How will this scale for studies working with huge datasets?
It's great to provide analyses that can be completely rerun by other researchers. But sometimes it's just not feasible for someone else to go rerun your analysis of 200TB of sequencing data that you ran across hundreds of nodes on the cloud. I don't know what the perfect reproducibility solution is for such huge studies, but maybe there is a partial solution. You can at least provide the code and computing environment that was used for the analyses. Ideally you would provide a subset of the data that another person can rerun and see that they get the same results. For instance, if your study processed 3,000 sequencing datasets, provide a Docker with the code that will allow someone to rerun the analysis on a single or several genomes. Also provide the processed datasets and the code used to create figures and downstream analyses.

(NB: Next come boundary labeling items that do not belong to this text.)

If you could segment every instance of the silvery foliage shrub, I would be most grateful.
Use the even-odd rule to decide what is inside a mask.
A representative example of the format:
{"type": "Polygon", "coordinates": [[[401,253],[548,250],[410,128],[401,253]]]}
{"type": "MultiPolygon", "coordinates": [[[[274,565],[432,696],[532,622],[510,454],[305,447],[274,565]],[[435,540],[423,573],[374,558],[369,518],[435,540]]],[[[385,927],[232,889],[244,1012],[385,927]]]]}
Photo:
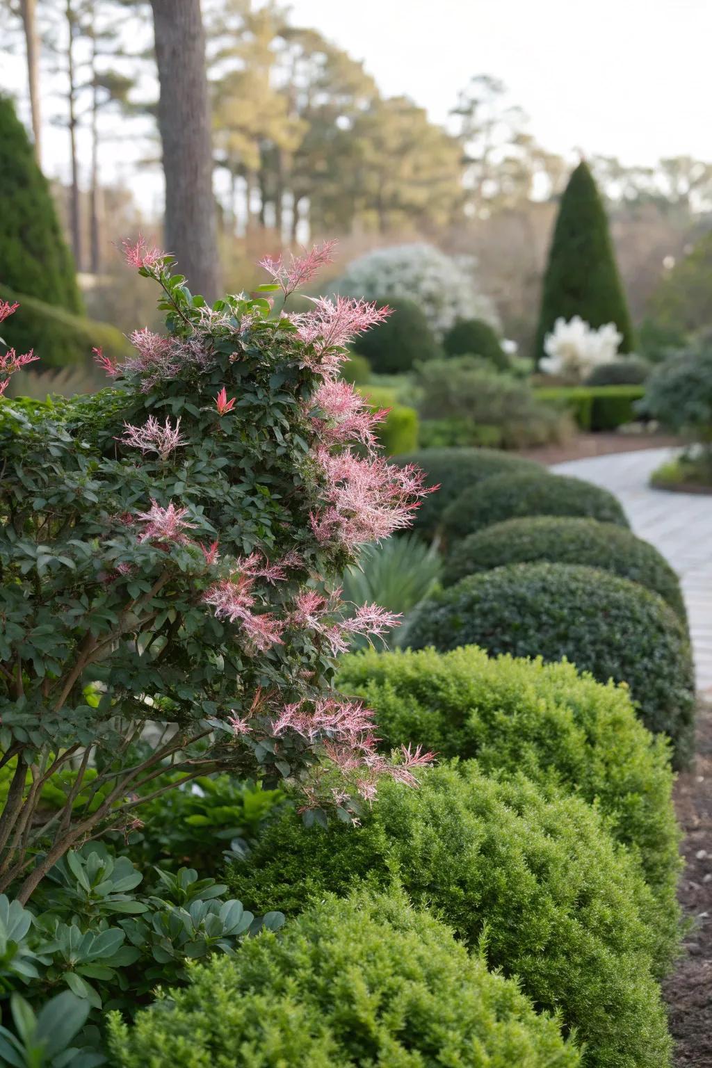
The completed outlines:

Docker should not replace writing good code
One argument against the Docker solution is that you can still publish crappy code and distribute it in a docker. You could even supply just a binary file with no source code in a docker. But that wouldn't be very useful or in the spirit of reproducibility. Wouldn't a better solution be if you just made your code open source and able to compile and run easily on most reasonable systems?
I don't think Docker should replace the need to write good, clean easily runnable code. But I do think there is a tradeoff here between how much time a bioinformatician spends getting the code to run everywhere vs. how much time the user has to invest. The bioinformatician could spend a month making his or her code run smoothly everywhere, or could spend a day making it work once on a Docker, with probably a little bit of extra effort on the part of users to use Docker. But of course neither of these options should give an excuse to write bad code.

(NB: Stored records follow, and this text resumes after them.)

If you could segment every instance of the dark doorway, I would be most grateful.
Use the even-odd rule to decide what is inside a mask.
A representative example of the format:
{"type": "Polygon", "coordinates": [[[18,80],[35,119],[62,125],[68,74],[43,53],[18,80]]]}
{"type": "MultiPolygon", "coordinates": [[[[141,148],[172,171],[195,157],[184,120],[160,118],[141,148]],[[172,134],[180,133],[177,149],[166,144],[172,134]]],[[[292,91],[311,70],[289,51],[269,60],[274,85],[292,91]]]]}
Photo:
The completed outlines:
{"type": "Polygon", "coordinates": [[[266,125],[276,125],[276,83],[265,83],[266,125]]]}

Related to this, I don't think Docker is the solution to everything. I think if you have some R/Python/etc. scripts that you used for analysis and to make figures, Docker is a great way to make them easily runnable by other people in such a way that does not require them to install a bunch of libraries, deal with setting up paths, etc. BUT, if you're publishing a tool for which you expect heavy duty use from a lot of people on their own datasets (e.g. GATK, bwa, Bowtie, etc.), it's not enough to put it in a Docker and have it run. If you want people to use your tool, it's going to have to run well on a variety of systems and you're going to have to put in that effort.

Conclusion

I would love to hear what others think and discuss this and other options for improving reproducibility. Like I mention above, I don't think Docker is the perfect solution, or that a single perfect solution exists, but I think it solves a lot of problems and is a step in the right direction.

Special thanks to Assaf Gordon and Alon Goren for all the great conversations about this.